It turns out that Tabby’s Star — the star that has been hypothesized to have an alien megastructure around it — is not alone when it comes to wild fluctuations in its light output. Astronomers at Germany’s Max Planck Institute for Extraterrestrial Physics have found yet another star that experiences its own drops in brightness, although this one may offer a clue as to why it appears to periodically flicker out.
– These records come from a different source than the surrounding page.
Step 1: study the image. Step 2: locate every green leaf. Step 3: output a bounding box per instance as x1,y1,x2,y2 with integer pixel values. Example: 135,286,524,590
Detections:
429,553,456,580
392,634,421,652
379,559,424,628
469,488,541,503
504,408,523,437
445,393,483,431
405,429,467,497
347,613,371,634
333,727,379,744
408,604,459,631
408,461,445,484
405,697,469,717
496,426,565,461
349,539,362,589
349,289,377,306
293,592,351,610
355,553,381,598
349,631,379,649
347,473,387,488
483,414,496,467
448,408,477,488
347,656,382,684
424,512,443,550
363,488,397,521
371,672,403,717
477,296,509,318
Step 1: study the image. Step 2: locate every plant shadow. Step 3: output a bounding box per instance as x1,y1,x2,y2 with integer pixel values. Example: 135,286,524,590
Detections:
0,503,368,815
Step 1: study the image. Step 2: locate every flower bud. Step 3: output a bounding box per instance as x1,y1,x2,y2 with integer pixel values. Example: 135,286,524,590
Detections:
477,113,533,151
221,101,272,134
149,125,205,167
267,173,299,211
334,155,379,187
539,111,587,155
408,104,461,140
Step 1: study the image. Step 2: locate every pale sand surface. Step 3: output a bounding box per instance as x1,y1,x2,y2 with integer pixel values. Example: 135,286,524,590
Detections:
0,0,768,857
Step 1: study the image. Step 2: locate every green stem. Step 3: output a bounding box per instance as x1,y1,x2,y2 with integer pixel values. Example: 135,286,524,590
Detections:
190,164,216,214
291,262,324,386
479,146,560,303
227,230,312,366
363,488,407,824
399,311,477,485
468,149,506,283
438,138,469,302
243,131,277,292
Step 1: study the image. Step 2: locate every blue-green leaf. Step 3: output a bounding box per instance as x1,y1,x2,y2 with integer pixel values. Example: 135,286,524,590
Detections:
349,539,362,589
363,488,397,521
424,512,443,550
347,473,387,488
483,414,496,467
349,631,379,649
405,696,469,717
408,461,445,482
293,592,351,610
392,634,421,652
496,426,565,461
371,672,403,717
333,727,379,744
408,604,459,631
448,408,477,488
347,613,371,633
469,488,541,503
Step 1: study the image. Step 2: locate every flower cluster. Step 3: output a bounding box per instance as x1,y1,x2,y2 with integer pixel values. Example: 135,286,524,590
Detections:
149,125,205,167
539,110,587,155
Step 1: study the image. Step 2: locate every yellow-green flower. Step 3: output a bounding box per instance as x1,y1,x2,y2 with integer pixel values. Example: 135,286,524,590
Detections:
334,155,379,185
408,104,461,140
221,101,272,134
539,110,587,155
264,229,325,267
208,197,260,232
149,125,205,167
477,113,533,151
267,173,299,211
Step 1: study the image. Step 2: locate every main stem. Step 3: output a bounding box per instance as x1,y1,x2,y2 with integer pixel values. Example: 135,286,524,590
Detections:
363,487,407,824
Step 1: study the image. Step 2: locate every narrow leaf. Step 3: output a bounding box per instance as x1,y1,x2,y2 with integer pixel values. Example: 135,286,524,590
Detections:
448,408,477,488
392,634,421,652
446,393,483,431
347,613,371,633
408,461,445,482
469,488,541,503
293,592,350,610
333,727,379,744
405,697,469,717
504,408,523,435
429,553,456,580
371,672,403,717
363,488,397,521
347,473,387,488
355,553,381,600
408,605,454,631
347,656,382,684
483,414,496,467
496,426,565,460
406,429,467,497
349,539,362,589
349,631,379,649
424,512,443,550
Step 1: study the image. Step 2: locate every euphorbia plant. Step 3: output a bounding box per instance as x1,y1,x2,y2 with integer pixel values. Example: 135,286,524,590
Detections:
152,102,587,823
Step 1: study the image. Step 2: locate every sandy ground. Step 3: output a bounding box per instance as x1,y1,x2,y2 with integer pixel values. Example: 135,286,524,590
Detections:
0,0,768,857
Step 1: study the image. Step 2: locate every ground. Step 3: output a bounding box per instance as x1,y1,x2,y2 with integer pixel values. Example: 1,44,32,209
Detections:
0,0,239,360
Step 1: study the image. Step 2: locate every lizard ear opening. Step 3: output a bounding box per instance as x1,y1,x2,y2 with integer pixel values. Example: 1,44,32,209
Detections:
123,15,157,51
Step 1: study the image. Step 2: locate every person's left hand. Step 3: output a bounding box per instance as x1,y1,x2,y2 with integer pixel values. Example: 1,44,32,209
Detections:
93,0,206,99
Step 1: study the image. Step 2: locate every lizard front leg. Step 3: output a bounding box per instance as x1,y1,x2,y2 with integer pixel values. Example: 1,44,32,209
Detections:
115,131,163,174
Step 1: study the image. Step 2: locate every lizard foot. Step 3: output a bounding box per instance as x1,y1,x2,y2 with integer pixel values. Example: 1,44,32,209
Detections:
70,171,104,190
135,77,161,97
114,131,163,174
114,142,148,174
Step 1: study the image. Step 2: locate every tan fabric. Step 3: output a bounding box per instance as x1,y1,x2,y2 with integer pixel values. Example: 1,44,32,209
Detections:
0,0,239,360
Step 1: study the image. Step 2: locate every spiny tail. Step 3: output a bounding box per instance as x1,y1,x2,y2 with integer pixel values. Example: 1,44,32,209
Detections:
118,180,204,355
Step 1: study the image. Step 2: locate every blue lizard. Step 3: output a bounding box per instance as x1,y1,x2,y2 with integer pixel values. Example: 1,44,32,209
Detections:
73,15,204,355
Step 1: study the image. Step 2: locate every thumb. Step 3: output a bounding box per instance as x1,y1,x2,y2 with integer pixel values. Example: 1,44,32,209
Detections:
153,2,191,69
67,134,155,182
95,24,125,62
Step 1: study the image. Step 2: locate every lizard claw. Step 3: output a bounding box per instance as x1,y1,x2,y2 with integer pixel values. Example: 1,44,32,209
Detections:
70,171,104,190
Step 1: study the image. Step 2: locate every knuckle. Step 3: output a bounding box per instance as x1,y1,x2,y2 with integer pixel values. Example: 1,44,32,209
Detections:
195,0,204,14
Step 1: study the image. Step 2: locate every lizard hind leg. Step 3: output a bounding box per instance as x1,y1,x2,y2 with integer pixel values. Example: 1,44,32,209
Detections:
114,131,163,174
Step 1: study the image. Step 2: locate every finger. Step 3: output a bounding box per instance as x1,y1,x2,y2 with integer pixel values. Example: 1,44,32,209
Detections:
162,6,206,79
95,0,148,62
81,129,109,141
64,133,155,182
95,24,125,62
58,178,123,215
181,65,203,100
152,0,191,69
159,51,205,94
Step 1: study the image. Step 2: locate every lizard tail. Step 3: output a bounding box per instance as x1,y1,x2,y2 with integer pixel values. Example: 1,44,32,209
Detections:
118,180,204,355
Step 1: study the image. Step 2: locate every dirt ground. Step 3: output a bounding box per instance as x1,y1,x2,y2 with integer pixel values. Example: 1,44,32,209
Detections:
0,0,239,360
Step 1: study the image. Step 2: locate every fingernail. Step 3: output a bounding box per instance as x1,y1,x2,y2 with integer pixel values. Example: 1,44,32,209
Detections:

The star, epically-named "EPIC 204278916", is a fairly young, pre-main sequence red dwarf star that’s only about 5 million years old, and is found in the constellation of Scorpius. Because of its young age, it has a debris disk that may one day form into planets, but over 79 days of observation through the Kepler space telescope, researchers found that the star’s brightness would dip by 65 percent for 25 days straight. This implies, as with Tabby’s star, that there is something extremely large in orbit around it — even a large Jupiter-like planet would only cause a 1 percent dip in the star’s brightness.

While none of the explanations for the variations in Tabby’s Star’s brightness have panned out so far, EPIC 204278916 may have an uneven protoplanetary disk that is angled toward Earth so that we see it edge-on. While there could very well be enough matter in such a disk to block more than half of the star’s light, the disk’s height would have to be extremely thick in some places to be able to block enough light to cause the observed effect.

In the meantime, astronomers are keeping an eye on EPIC 204278916, to see if any more light fluctuations occur.